Argon gas Borosilicate glass capillary tubes (1.5-mm outer diameter, 0.86-mm inner diameter; Sutter Instruments) Clampex software (Axon Instruments) Culture dishes (50-mm, glass bottom; Matek Corporation) Electrophysiology rig, including a patch-clamp amplifier (Axon Instruments) Imaging software FluoView v 4.3 (Olympus’s imaging software designed for use with the FluoView scanning confocal imaging system) ImageJ (developed by Wayne Rasband; http://rsb.info.nih.gov/ij/) Imaging system (FluoView scanning confocal imaging system; see Discussion) Incubator for cell culture set at 37˚C and 5% CO2 Micropipette puller (P2000, Sutter Instruments) Rotary vacuum evaporator (Savant Instruments) METHOD Growing Cells

1. In preparation for patching and subsequent imaging, grow N1E-115 mouse neuroblastoma cells in DMEM with 10% fetal bovine serum and 1% antibiotic–antimycotic, maintaining them at 37˚C with 5% CO2 in 50-mm glass-bottomed culture dishes. Prepare hydrophobic or hydrophilic dyes by following Steps 2–5 or Steps 6–8, respectively, and then proceed to Step 9.

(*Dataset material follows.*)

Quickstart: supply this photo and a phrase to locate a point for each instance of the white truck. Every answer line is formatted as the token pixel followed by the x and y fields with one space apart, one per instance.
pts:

Preparation of Hydrophobic Dyes Aqueous solutions of the more hydrophobic dyes are complexed with cyclodextrin to facilitate and accelerate staining (Bullen and Loew 2001). The complexed form of the dye is used because it provides a more efficient method of staining than methods that use surfactants (Lojewska and Loew 1987) such as Pluronic F-127 (Molecular Probes).

2. Prepare a 4 mM stock solution of the hydrophobic dye in 100% ethanol. 3. Dilute the dye by a factor of 20 with 20 mM carboxyethyl-γ-cyclodextrin. 4. Dry small aliquots (0.5 mL) of this mixture in a rotary vacuum evaporator and store them at 4˚C.

5. Just before use, reconstitute an aliquot of the dye with EBSS to make a 100 µM aqueous dye solution. This solution can be applied directly to the cells (see Step 12).

Preparation of Dyes That Are Soluble in Water

6. Prepare a 4 mM stock solution of the dye in 100% ethanol. Store it at 4˚C.

7. Just before use, take small aliquots of the dye stock solution and dry them under argon gas until all of the ethanol has evaporated. 8. Dissolve the dried dye in EBSS to make a 100 µM dye solution. This solution can be applied directly to the cells (see Step 12). Long-term storage of dilute aqueous dye solutions is not recommended.

Electrophysiology Preparation

9. Prepare patch pipettes on a micropipette puller from 1.5-mm outer diameter, 0.86-mm inner diameter borosilicate glass. The pipettes should have a resistance of
5 MΩ when filled with internal patch pipette buffer.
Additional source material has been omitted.